I decided to quit being smart. "You got a name? An ID?"
"You can call me sir," he said.
I laughed at that one. "Dude, I don’t even call my boss ’sir’," I said.
Suit wasn’t amused. "Then call me Mister," he replied.
"Because when you’re this big," I chuckled. "Well, Mr. Mister, I’d love it if you took your broken wings and headed off down that road that you must travel. I’m busy."
"You are being deliberately uncooperative," said Mister. "I can take you in for that."
"So far, you haven’t even shown me that you have any authority to ask me anything whatsoever."

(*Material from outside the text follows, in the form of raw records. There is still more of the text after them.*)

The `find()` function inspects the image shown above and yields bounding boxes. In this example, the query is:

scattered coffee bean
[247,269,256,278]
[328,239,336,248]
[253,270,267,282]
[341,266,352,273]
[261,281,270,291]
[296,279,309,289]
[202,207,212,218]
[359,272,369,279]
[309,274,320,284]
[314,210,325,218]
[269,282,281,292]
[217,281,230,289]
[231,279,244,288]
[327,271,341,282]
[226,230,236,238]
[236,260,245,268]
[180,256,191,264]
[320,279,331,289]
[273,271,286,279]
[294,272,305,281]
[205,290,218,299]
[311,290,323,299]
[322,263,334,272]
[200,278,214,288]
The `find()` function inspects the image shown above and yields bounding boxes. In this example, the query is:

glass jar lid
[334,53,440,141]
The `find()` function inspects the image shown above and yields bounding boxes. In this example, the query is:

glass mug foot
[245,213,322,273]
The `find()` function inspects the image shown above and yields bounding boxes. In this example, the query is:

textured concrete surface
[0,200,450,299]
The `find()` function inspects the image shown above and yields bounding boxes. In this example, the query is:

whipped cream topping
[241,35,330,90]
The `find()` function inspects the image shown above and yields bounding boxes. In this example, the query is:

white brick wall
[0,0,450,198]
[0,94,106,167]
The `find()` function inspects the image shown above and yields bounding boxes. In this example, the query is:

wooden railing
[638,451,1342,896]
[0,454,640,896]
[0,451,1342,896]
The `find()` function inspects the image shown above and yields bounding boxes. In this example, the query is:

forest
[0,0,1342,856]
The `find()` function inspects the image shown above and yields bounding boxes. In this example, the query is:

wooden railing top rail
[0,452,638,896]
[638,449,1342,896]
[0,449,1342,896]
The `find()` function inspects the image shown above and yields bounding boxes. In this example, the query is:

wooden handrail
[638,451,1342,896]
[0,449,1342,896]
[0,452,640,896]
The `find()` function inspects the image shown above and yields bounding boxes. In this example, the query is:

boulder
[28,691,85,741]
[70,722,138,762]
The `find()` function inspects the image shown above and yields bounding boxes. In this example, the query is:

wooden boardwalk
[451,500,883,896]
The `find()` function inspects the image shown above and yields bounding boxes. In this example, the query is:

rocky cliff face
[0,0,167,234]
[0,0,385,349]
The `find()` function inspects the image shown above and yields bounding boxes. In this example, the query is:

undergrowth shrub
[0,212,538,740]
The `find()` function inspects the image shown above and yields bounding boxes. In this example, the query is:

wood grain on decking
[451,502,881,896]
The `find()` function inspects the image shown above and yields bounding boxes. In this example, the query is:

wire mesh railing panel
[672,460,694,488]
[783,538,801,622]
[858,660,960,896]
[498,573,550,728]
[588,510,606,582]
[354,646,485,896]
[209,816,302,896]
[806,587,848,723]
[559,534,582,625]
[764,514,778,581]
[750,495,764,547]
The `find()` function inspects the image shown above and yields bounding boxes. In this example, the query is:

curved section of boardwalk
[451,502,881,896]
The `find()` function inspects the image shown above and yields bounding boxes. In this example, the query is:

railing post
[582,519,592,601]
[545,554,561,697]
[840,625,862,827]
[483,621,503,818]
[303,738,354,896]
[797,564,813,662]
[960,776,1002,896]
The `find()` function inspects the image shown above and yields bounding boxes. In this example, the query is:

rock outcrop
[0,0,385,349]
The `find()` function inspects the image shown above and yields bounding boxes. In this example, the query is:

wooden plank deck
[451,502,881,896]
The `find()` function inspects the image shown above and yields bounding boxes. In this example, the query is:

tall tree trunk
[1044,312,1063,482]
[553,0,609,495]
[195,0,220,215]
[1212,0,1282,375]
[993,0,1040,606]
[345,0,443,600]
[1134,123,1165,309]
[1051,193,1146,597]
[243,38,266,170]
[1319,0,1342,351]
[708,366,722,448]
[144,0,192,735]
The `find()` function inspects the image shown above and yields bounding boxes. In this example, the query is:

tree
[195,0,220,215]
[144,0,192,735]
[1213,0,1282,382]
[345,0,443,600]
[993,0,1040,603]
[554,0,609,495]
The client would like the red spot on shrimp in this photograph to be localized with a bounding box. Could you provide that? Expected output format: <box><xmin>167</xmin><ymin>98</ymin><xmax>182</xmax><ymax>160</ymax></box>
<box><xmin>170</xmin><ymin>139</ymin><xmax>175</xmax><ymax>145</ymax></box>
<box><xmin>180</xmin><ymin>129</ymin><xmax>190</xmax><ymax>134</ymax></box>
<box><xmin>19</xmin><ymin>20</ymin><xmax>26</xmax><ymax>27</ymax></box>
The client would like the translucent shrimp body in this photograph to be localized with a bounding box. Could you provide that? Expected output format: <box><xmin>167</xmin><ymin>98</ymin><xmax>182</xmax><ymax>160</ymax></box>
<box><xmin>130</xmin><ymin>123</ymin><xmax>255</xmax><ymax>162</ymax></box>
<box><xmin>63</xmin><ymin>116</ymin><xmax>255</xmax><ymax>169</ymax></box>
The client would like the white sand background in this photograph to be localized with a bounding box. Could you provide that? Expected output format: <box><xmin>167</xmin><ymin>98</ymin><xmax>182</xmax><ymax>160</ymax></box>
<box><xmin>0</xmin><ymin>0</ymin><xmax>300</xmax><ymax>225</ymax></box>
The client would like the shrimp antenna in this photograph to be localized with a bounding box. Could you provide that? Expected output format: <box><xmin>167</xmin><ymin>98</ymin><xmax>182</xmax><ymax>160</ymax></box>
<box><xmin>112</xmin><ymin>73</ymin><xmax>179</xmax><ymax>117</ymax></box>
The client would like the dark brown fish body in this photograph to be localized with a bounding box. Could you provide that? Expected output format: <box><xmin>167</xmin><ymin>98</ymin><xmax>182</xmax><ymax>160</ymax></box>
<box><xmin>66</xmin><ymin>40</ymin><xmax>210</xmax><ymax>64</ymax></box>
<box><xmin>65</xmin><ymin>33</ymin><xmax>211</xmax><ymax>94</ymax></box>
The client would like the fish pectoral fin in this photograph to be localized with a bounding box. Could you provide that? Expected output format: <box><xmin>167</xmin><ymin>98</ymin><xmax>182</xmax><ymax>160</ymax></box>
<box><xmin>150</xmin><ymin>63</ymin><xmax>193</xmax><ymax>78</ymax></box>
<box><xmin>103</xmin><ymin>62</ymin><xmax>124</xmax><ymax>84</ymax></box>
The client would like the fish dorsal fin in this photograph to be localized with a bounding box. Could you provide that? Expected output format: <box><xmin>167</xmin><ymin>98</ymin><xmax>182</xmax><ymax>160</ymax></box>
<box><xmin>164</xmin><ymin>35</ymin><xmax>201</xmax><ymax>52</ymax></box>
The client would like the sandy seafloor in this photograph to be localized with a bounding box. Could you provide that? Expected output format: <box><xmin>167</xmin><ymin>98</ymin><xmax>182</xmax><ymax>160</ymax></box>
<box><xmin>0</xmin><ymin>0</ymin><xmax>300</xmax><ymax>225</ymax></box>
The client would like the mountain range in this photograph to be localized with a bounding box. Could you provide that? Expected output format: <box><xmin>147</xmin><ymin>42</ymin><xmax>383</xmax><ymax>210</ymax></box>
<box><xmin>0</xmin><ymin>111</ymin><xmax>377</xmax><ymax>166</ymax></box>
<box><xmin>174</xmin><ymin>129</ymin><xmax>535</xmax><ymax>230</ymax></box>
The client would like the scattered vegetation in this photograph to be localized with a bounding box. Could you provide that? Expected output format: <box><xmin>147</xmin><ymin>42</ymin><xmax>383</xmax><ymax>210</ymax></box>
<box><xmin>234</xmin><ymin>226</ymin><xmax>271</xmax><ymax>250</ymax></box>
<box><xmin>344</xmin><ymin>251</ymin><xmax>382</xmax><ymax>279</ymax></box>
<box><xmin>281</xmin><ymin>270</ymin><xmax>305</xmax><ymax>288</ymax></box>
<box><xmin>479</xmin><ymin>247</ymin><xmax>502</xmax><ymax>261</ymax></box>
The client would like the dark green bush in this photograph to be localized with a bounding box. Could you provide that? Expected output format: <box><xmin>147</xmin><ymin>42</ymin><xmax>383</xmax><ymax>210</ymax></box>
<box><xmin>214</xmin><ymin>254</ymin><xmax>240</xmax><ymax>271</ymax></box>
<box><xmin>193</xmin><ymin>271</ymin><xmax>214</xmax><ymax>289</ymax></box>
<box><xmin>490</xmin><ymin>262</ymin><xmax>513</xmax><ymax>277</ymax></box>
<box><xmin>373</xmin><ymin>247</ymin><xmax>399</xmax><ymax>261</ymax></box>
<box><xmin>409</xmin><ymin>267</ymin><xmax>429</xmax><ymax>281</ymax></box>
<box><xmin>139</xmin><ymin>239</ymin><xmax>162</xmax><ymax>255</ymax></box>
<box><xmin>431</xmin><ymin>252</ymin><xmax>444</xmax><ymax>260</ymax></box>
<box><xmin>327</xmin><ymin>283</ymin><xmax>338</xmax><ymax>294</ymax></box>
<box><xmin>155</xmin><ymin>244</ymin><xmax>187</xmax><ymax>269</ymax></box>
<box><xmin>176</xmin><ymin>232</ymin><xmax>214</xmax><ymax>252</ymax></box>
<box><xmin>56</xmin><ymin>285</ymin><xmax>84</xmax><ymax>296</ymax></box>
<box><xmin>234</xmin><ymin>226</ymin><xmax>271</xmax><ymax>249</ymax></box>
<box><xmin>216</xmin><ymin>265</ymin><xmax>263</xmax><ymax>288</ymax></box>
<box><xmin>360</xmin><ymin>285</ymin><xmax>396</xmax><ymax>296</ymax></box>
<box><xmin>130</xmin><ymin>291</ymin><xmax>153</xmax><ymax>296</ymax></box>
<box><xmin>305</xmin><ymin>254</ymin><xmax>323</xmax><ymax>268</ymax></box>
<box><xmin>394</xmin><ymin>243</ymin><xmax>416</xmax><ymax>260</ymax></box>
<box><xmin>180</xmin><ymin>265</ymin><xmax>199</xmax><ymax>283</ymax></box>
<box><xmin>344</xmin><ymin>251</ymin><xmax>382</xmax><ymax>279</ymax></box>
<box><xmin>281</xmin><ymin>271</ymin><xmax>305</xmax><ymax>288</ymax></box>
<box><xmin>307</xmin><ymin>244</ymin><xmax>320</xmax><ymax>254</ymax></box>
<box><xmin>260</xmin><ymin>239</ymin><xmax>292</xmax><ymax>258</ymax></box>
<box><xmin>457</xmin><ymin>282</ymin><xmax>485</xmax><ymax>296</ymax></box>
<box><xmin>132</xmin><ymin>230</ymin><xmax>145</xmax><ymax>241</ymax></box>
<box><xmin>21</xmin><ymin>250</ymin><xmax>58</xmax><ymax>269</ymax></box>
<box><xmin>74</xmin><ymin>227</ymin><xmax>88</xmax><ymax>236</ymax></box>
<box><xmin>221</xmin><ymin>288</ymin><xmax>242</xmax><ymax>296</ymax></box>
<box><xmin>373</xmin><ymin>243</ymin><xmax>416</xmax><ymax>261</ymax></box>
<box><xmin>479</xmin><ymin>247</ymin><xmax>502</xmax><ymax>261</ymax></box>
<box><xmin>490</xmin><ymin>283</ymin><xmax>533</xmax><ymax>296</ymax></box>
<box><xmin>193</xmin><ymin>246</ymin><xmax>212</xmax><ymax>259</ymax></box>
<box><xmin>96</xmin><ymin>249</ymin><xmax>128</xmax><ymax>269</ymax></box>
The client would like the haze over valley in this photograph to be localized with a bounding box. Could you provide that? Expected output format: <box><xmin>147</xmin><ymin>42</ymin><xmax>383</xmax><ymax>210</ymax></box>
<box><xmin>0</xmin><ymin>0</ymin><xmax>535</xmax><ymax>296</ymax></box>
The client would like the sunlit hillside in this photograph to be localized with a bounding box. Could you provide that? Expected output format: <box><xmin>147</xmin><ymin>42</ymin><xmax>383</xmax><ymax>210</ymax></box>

Mister sighed deeply. "Fine," he said. He reached into the breast pocket of his suit and drew out nothing at all. "Oh, um," he said. "Hang on." He checked the other side of his coat, realized he didn’t have a pocket there, then checked both hip pockets, his back pockets, and seemed to check them all again before realizing he was out of pockets. "Shit," he said. "Listen, I will be back, and when I am, I expect you to answer my questions."
He turned on his heel and I realized while watching him leave that I’d never seen a man stride off with his tail between his legs before. It was like watching a Nazi with a wedgie.
What I would give to know then what I know now. I would have told him everything. Or I would have gotten up and began to run without looking back.